A number of mayors from northern Colombia chained themselves to the entrance of the local energy company in Cartagena in protest of repeated outages and proposed rising costs.
Tuesday’s planned protest of the ten mayors of the Bolivar province was announced on Sunday, before citizens took to the streets of the towns of Marialabaja and Arjona to protest another blackout which reportedly left 300 households without power for over 24 hours.
This is the latest in a number of uprisings through April and May blocking roads, burning vehicles and rioting over the regular unplanned outages and proposed increases in costs from the Commission on Regulation of Energy and Gas (CREG).
Rate increases would be between 1% and 7.5% for those living in different neighborhoods within the Atlantic coastal region.
The Mayor of Arjona referenced the closure of national roads twelve times in the last two months as a result of these outages and stated they were demanding “a little bit of dignity for our people”. The Mayor of Santa Rosa de Lima furthermore claimed that local merchants had reported a decline in sales due to these ongoing power cuts.
After meeting with the leaders for four hours, energy company Electricaribe official Ayleen Alvarez attempted to justify a number of the unplanned outages as “unforeseen.”
The energy company executive highlighted projects in place that are intended to improve the effectiveness of the power supply.
Electricaribe signed an agreement to improve services in the town and vowed to replace the obsolete networks which reportedly account for 70% of the energy use.

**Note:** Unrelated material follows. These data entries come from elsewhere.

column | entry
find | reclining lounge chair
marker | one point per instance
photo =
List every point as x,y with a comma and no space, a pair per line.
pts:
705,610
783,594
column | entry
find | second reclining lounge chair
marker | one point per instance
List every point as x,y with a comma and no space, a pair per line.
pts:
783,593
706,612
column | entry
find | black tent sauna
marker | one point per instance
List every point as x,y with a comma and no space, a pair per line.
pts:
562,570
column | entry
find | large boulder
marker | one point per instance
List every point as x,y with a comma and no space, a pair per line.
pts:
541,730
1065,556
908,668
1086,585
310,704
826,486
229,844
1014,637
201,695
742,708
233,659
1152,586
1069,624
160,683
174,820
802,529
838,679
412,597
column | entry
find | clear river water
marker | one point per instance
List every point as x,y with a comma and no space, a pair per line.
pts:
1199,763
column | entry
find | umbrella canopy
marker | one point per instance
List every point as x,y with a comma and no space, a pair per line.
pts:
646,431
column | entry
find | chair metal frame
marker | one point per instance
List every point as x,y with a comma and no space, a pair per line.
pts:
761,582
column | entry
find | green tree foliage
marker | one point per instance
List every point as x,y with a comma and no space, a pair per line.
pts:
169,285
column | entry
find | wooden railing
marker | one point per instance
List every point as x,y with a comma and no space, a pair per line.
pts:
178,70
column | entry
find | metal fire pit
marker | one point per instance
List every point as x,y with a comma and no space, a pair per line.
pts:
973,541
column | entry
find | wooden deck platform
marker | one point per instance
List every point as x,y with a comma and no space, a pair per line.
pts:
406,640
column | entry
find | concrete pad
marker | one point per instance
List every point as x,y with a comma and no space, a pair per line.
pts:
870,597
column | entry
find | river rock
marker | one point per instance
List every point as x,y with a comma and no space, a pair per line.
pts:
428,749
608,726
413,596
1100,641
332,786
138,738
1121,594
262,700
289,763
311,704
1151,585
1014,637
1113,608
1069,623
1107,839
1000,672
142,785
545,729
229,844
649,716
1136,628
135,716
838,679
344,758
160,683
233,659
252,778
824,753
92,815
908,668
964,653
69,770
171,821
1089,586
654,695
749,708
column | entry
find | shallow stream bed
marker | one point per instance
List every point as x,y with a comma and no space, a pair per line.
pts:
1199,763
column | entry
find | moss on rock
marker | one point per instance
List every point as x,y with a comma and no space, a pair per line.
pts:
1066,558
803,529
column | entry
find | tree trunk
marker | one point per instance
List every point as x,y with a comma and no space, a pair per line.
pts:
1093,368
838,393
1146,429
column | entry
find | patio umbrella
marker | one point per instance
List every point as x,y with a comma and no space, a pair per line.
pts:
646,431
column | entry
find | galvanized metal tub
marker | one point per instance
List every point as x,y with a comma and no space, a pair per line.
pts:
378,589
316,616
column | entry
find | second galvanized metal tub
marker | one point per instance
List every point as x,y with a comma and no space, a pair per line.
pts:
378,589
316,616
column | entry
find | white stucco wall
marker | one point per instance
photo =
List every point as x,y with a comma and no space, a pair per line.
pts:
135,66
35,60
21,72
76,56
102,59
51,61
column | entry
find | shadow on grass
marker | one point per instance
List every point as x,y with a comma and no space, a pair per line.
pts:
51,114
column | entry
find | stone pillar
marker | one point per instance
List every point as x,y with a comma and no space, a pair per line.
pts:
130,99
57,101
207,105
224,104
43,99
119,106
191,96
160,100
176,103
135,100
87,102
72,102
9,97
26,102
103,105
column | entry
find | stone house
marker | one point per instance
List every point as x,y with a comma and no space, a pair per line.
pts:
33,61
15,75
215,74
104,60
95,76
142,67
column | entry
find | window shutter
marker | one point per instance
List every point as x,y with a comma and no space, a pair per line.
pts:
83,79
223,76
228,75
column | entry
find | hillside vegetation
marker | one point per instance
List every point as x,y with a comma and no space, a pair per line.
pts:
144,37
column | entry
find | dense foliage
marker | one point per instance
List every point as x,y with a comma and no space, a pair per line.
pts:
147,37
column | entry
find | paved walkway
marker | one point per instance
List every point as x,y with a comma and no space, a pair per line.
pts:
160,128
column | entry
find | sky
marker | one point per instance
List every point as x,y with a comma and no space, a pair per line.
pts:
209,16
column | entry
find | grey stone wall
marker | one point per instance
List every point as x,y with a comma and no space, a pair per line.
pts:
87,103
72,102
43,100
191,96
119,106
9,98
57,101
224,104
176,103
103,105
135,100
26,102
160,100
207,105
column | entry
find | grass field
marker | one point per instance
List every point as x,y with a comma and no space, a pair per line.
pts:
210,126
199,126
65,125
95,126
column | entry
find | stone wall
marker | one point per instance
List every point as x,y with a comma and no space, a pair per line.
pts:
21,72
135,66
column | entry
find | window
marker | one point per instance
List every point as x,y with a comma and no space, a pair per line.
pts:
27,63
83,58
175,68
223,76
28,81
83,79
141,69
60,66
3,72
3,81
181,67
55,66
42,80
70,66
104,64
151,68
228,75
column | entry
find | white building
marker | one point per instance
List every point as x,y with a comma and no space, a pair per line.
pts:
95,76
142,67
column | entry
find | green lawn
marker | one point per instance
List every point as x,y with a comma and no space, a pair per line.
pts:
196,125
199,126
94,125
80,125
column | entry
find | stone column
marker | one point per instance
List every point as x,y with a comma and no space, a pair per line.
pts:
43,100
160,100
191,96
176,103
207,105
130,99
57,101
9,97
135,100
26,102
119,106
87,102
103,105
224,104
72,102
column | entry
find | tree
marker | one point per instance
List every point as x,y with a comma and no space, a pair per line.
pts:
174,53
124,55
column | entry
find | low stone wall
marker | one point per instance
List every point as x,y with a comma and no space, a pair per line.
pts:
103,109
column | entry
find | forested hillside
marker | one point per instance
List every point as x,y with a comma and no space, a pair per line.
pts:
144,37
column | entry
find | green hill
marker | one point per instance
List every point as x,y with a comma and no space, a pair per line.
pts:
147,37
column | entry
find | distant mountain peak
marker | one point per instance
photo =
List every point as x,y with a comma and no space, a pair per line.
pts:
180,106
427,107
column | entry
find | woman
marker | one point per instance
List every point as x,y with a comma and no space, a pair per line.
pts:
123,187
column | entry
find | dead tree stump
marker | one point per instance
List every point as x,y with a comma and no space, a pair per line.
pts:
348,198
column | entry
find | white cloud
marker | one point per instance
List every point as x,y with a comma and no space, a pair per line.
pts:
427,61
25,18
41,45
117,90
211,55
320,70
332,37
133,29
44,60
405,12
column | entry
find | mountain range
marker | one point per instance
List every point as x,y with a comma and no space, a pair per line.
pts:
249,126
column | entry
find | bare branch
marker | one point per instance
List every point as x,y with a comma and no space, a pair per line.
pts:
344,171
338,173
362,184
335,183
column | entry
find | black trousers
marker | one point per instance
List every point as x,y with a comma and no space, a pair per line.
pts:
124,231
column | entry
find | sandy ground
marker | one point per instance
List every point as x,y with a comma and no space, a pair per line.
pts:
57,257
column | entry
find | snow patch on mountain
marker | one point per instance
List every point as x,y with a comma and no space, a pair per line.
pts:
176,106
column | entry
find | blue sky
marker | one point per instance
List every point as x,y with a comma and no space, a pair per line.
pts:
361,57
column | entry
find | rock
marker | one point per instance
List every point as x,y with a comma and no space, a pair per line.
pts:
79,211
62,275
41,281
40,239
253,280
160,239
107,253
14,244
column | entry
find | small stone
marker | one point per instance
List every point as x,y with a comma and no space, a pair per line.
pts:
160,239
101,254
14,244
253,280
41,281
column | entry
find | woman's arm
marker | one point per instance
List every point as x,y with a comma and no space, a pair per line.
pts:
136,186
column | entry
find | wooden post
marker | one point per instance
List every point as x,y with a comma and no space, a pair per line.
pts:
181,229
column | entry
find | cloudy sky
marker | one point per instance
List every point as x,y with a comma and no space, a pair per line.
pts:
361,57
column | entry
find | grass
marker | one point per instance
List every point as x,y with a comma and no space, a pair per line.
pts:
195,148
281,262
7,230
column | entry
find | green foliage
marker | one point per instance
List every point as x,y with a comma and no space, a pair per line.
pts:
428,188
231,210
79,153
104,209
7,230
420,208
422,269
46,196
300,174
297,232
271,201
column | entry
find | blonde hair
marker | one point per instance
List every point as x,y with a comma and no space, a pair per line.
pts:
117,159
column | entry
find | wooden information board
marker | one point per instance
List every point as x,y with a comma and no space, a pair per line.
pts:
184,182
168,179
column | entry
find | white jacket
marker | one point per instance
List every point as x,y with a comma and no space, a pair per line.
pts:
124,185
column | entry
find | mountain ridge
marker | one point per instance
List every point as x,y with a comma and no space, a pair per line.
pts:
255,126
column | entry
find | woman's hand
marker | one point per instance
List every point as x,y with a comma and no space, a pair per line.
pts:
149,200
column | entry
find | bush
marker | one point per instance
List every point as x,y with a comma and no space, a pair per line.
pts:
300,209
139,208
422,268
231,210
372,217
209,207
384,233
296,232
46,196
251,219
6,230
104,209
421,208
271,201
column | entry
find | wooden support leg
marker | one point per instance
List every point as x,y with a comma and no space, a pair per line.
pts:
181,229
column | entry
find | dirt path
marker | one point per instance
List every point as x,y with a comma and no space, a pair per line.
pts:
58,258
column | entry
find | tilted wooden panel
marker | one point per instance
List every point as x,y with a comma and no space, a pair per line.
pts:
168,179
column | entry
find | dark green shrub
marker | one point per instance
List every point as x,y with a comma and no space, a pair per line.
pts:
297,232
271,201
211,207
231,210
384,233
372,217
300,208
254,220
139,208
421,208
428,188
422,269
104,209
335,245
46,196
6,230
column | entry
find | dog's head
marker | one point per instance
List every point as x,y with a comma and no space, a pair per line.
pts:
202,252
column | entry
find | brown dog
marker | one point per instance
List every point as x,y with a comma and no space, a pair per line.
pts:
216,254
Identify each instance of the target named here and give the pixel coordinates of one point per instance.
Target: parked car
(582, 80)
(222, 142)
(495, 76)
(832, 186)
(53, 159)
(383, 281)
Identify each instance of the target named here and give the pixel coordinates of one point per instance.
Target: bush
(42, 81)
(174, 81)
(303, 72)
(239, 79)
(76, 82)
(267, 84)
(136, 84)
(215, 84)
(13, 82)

The mayors furthermore agreed to prepare reports on those processors and networks in need of repair.
Protests and road blockages over blackouts and lack of instability of potable water escalated to riots, looting, attacks on buses and Electricaribe property spread over a number of neighborhoods in Barranquilla and the nearby town of Soledad leaving 1 dead and 6 injured.
Faced with the ongoing unrest in the Caribbean region, Colombia’s national government announced to invest almost $800 million in the region’s energy infrastructure, reported newspaper El Espectador.
“After the approval of the National Development Plan, Electricaribe — in charge of some of the works — will proceed with the investment plan, but we will also open competition so that third parties can realize works like the … ‘electric highways’,” Mining and Energy Minister Tomas Gonzalez told Caracol Radio.
The Minister also said that rate changes would hardly affect lower-income households. Some 300 thousand families that live below the poverty line will see a reduction in the price of energy of 14%, while lower class incomes will see a price hike of 0.58%. Middle class and upper class households will see an 8.4% increase of energy prices.